Rajesh Westerberg and his wife Nicola Percy, their son Ari and daughter Pearl, and Nicola’s parents. Photograph: Nicola Percy
The Home Office is urgently reviewing the case of a British-American family hit by costs of £45,000 and split between different sides of the Atlantic after it refused to reverse a visa decision based on a misinterpretation of its own rules.
Rajesh Westerberg, the American husband of an English wife and the father of two British citizens, has a master’s degree and a job offer of full-time employment with the Welsh National Opera.
He had indefinite leave to remain (ILR) in the country for eight years from 2004. It lapsed in 2012 because he remained outside the UK for 28 days more than the two-year return period mandated by the ILR law.

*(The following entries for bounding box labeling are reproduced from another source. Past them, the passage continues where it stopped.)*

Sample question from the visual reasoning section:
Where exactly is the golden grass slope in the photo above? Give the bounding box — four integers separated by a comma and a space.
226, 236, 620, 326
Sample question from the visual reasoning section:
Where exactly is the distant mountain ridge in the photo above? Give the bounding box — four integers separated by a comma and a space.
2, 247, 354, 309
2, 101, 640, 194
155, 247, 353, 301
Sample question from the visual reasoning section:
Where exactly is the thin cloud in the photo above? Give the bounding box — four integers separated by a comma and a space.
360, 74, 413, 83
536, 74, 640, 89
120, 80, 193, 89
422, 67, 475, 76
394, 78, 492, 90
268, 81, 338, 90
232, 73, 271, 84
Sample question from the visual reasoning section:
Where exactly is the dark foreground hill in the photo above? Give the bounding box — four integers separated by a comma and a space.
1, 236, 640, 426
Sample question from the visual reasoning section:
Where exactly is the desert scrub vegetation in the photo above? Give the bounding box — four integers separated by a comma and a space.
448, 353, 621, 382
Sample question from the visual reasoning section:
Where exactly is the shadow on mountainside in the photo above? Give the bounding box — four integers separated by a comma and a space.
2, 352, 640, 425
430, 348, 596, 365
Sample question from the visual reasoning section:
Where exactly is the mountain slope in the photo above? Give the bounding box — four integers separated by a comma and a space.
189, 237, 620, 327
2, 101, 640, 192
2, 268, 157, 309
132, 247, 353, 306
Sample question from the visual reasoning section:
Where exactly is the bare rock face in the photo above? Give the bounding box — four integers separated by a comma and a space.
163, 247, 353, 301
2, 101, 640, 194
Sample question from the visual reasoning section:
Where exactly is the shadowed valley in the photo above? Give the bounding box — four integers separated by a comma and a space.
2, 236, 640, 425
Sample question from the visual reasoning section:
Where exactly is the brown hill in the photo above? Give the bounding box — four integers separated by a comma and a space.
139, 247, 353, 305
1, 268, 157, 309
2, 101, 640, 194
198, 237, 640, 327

When he visited the UK this summer on a tourist visa with his family, he received an offer of work and applied for a change in his visa status to enable him to remain here. His application was refused twice.
“The Home Office falsely claimed that I did not qualify for a change to my visa status because they said statuses cannot be changed from inside the UK. But their own rules clearly state an exemption if your children are British citizens,” said Westerberg, speaking from Heathrow airport before leaving the UK on Wednesday with no hope of returning for about a year. “They later admitted they were wrong to ignore that exemption, but nevertheless refused to reverse their decision.”
The admission was made in a letter to the Westerbergs’ MP, Karin Smyth. In the letter, Sarah Brooke of UK Visas and Immigration wrote: “[The exemption] applies when the qualifying children are British … In light of your representations, we have reviewed the [exemption] consideration and can confirm that it is incorrect.
“I am sorry for this error. However, whilst the refusal letter is wrong in that respect, it does not alter the decision to refuse Mr Westerberg’s application. Mr Westerberg has come to the UK as a visitor, and as such we expect such persons to leave the UK before their leave expires.”